Stable Baselines3 Contrib
sb3-contrib is the experimental contribution package for Stable Baselines3, providing additional reinforcement learning algorithms and features not yet integrated into the main SB3 library. It is currently at version 2.8.0 and typically releases new versions in sync with Stable Baselines3's major and minor updates, often introducing breaking changes related to Python or SB3 dependency versions.
Common errors
-
ImportError: cannot import name 'QRDQN' from 'sb3_contrib'
cause `QRDQN` was moved from `sb3-contrib` to `stable_baselines3`'s core library in SB3 v2.0.fixChange your import statement to `from stable_baselines3 import QRDQN`. -
AttributeError: 'VecMonitor' object has no attribute 'action_masks'
cause When using `MaskablePPO` or `RecurrentPPO`, the environment (or its wrapper chain) must implement an `action_masks()` method to provide valid action masks.fixImplement the `action_masks()` method in your custom `gymnasium.Env` or a custom `gymnasium.Wrapper` around your environment. If using a `VecEnv`, ensure the underlying environments provide masks and they are passed correctly, for `model.predict` you'll likely need to pass `action_masks` explicitly. -
stable_baselines3.common.utils.SB3DeprecationWarning: You are using an outdated version of Stable-Baselines3
cause `sb3-contrib` requires a specific, often very recent, version of `stable-baselines3` for compatibility.fixUpgrade both packages to their latest compatible versions: `pip install --upgrade stable-baselines3 sb3-contrib`. -
TypeError: zip() argument 'strict' must be bool, not None
cause From `sb3-contrib` v2.8.0, `zip` calls were updated to use `strict=True`, which will raise an error if sequences being zipped have different lengths. This often points to inconsistencies in environment observation/action spaces or custom data.fixReview the definitions of your environment's observation and action spaces, and any custom data structures passed into the model, to ensure all sequences that are zipped together are of consistent and expected lengths.
Warnings
- breaking Python 3.9 support was removed in v2.8.0. Earlier versions (v2.5.0, v2.1.0) dropped support for Python 3.8 and 3.7 respectively. Ensure your Python version meets the minimum requirement (>=3.10 for v2.8.0).
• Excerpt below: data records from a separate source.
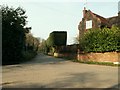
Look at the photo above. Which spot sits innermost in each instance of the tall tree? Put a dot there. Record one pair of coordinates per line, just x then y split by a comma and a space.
13, 33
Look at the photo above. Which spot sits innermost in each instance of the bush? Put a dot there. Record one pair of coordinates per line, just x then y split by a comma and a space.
57, 38
101, 40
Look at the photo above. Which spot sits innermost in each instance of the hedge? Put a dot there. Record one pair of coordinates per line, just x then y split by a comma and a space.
101, 40
57, 38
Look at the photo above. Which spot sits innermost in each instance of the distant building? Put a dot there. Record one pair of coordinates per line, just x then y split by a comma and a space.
92, 20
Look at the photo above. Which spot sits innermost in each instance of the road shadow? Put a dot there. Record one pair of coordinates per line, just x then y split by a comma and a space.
45, 59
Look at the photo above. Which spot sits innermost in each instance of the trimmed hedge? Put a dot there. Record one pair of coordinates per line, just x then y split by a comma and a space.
57, 38
101, 40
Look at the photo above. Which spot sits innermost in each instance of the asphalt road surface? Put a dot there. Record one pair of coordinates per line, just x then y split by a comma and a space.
49, 72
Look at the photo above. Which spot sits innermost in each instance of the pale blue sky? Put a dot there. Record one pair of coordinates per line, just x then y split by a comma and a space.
45, 17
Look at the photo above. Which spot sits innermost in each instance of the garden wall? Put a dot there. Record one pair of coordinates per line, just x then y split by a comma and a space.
99, 57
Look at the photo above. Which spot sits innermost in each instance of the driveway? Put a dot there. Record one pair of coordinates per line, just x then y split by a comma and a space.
48, 72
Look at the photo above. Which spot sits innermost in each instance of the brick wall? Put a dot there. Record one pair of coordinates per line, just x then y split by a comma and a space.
100, 57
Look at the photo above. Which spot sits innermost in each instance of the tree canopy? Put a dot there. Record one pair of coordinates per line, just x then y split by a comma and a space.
13, 33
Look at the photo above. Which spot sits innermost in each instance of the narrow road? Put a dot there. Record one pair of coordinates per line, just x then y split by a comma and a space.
48, 72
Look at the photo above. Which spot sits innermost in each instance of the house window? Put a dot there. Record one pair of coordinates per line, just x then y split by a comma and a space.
89, 24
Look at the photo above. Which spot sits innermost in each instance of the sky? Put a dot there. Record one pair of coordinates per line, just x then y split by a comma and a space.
45, 16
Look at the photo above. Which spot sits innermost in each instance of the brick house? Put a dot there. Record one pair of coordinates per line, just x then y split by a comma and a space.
92, 20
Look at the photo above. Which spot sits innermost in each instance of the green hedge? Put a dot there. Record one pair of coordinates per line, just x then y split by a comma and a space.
101, 40
57, 38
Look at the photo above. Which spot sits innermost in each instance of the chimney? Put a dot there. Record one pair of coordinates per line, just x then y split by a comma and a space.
84, 12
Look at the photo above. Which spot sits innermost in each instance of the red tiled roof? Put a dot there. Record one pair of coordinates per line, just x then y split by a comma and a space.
102, 19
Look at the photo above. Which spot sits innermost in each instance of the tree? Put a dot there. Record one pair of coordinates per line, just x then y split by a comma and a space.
13, 33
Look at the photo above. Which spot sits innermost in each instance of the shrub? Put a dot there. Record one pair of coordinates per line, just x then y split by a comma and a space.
101, 40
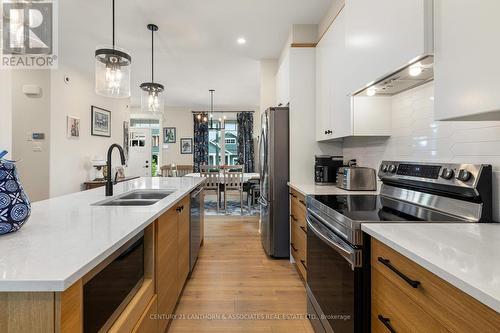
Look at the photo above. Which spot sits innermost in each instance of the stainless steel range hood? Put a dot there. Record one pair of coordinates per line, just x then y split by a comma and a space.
416, 73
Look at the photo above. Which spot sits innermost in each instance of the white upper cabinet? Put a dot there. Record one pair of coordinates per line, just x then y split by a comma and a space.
384, 35
283, 81
333, 116
339, 115
467, 59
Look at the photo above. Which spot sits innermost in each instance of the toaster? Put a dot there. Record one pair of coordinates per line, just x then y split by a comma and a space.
357, 179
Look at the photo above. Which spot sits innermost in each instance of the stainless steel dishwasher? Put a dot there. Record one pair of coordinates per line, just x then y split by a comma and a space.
196, 219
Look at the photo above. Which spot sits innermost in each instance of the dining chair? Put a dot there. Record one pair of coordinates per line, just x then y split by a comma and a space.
233, 181
212, 174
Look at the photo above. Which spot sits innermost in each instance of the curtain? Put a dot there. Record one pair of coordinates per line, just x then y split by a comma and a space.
200, 141
245, 141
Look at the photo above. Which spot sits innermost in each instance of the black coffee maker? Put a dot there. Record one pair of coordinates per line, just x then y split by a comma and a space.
325, 169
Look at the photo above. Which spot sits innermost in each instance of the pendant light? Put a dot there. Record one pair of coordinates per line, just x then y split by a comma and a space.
151, 97
112, 70
218, 124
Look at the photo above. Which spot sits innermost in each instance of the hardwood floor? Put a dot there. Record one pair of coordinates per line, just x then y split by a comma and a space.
234, 279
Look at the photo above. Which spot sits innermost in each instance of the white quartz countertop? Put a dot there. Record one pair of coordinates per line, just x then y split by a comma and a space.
66, 236
312, 189
465, 255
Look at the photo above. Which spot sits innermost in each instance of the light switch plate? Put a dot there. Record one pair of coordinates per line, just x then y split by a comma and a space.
37, 146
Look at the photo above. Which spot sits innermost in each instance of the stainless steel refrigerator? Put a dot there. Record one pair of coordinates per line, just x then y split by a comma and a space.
274, 175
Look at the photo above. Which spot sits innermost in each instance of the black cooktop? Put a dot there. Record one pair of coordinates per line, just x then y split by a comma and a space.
376, 208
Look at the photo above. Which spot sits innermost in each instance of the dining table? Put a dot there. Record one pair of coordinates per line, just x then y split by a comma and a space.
247, 176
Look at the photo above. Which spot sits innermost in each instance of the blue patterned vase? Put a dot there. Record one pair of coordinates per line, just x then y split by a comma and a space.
15, 207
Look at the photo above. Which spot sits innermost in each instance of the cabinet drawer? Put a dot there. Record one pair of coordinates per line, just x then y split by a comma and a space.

- breaking sb3-contrib is tightly coupled with `stable-baselines3`. New versions of `sb3-contrib` frequently require specific, often newer, versions of `stable-baselines3` (e.g., v2.8.0 requires SB3 >= 2.8.0).
- gotcha The `QRDQN` algorithm was originally in `sb3-contrib` but was moved to the core `stable_baselines3` library starting with SB3 v2.0. Attempting to import it from `sb3_contrib` will result in an `ImportError`.
- gotcha Algorithms like `MaskablePPO` and `RecurrentPPO` require the environment to implement an `action_masks()` method, which returns a boolean numpy array indicating valid actions. This is not a standard `gymnasium.Env` or `VecEnv` feature.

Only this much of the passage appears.